Lance Melching, Administrator

May is annually a period of paradoxes and reflections for those of us in education.

As graduations, retirements and the last day of school race toward us, the length of the school days seem to extend at the same pace.

I’m confronting a similar paradox as I reflect on this last year of The Rebellion, the paper’s 10th.

Has it really been 10 years since the first intrepid staff put out two issues and created so many of the features and traditions that define the paper still?

That 2009-10 staff oversaw the naming of the paper, organized it into sections, set a record for longest issue (16 pages!) and created lasting features like News of the Huh?

Where are those kids now?

For one thing, they aren’t kids anymore, and many of them have kids of their own. Can that much time really have passed?

The second staff, 2010-11, took the ideas of the first and ran with them.

I’m not sure I’ve had a group bond as tightly as the second staff which also won the paper’s first awards, designed its first two-page spread, wrote the first May parody and much more.

And staffs have continued leaving their fingerprints on the paper ever since.

The 2011-12 staff sold ads so we could distribute our first free issue, and was also recognized for “General Excellence.”

The 2012-13 and 2013-14 staffs each cranked out a record nine issues, but also started a trend of ground-breaking professional design.

The 2014-15 staff was perhaps the most talented but definitely the most collaborative, leaving me to sit back and watch as they launched Beyond Boone and more.

The 2015-16 staff was the first to win a “Best High School Newspaper” award despite having a tiny group that suggested the paper was on the verge of dying out.

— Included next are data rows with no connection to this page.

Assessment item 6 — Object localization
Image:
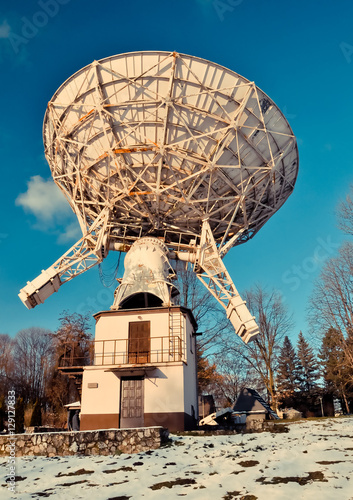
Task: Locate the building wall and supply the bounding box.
[81,308,198,431]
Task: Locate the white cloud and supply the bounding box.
[0,19,11,38]
[58,220,82,244]
[16,175,72,226]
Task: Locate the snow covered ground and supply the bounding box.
[0,417,353,500]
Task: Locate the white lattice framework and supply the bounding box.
[18,52,298,344]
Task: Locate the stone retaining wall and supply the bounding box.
[0,427,168,457]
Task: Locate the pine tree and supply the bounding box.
[319,328,353,413]
[197,347,223,394]
[297,332,319,394]
[277,336,299,406]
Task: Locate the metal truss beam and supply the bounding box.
[194,220,259,343]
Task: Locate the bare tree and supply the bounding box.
[337,184,353,235]
[309,242,353,376]
[0,333,14,394]
[13,327,54,402]
[224,285,293,408]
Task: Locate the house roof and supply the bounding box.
[233,388,279,420]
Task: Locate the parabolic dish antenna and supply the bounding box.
[20,52,298,344]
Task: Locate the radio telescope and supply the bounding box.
[19,52,298,342]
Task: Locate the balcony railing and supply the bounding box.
[59,336,185,368]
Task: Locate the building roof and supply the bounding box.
[233,388,279,420]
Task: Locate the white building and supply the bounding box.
[71,238,198,431]
[81,306,198,431]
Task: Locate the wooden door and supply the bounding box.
[128,321,150,363]
[120,377,144,429]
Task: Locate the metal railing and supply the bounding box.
[59,336,185,367]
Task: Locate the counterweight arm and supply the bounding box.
[18,210,109,309]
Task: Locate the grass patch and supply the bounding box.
[55,469,94,477]
[255,471,328,486]
[150,478,196,490]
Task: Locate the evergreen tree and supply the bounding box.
[297,332,319,394]
[319,328,353,413]
[29,399,42,427]
[277,336,299,406]
[15,398,25,434]
[197,347,223,394]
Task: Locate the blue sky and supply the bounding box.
[0,0,353,339]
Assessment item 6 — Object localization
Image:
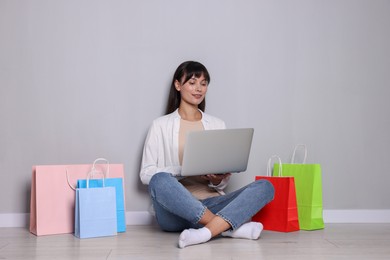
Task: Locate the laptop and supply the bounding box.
[181,128,254,176]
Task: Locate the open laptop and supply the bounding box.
[181,128,254,176]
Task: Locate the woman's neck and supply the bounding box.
[179,106,202,121]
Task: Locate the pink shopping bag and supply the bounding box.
[30,159,126,236]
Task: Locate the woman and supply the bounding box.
[140,61,274,248]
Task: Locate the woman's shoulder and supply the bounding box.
[203,113,226,128]
[152,111,178,125]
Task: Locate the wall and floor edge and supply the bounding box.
[0,209,390,227]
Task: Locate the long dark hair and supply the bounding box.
[166,61,210,114]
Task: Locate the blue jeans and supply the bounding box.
[149,172,274,231]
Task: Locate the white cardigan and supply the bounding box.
[140,110,229,190]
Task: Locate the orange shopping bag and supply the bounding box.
[252,156,299,232]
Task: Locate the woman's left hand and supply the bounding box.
[201,173,231,185]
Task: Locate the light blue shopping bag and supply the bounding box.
[75,168,117,238]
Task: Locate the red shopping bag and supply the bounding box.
[252,156,299,232]
[30,159,125,236]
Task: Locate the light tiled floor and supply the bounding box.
[0,224,390,260]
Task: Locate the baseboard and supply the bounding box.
[0,209,390,227]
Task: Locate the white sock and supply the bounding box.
[222,222,263,239]
[179,227,211,248]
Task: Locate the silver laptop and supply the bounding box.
[181,128,254,176]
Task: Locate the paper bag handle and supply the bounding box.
[267,155,282,177]
[65,158,110,191]
[90,158,110,178]
[291,144,307,164]
[86,168,106,189]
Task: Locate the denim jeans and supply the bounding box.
[149,172,274,231]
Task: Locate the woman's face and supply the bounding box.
[175,75,209,106]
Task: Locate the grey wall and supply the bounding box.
[0,0,390,213]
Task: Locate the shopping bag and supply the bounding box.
[75,174,117,238]
[77,161,126,232]
[252,156,299,232]
[29,158,126,236]
[273,144,324,230]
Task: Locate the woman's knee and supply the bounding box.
[148,172,172,195]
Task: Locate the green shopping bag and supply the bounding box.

Things rebounded with the 2016-17 and 2017-18 staffs, as big groups of eager new students learned from the veterans and were recognized by the city of Florence.

That brings things full circle to 2018-19 where the latest staff has taken the paper online, seriously stepped up the photography, and continued reinventing the paper.

Ten years, 66 issues, 508 pages, and 63 awards in state competitions. Where did the time go?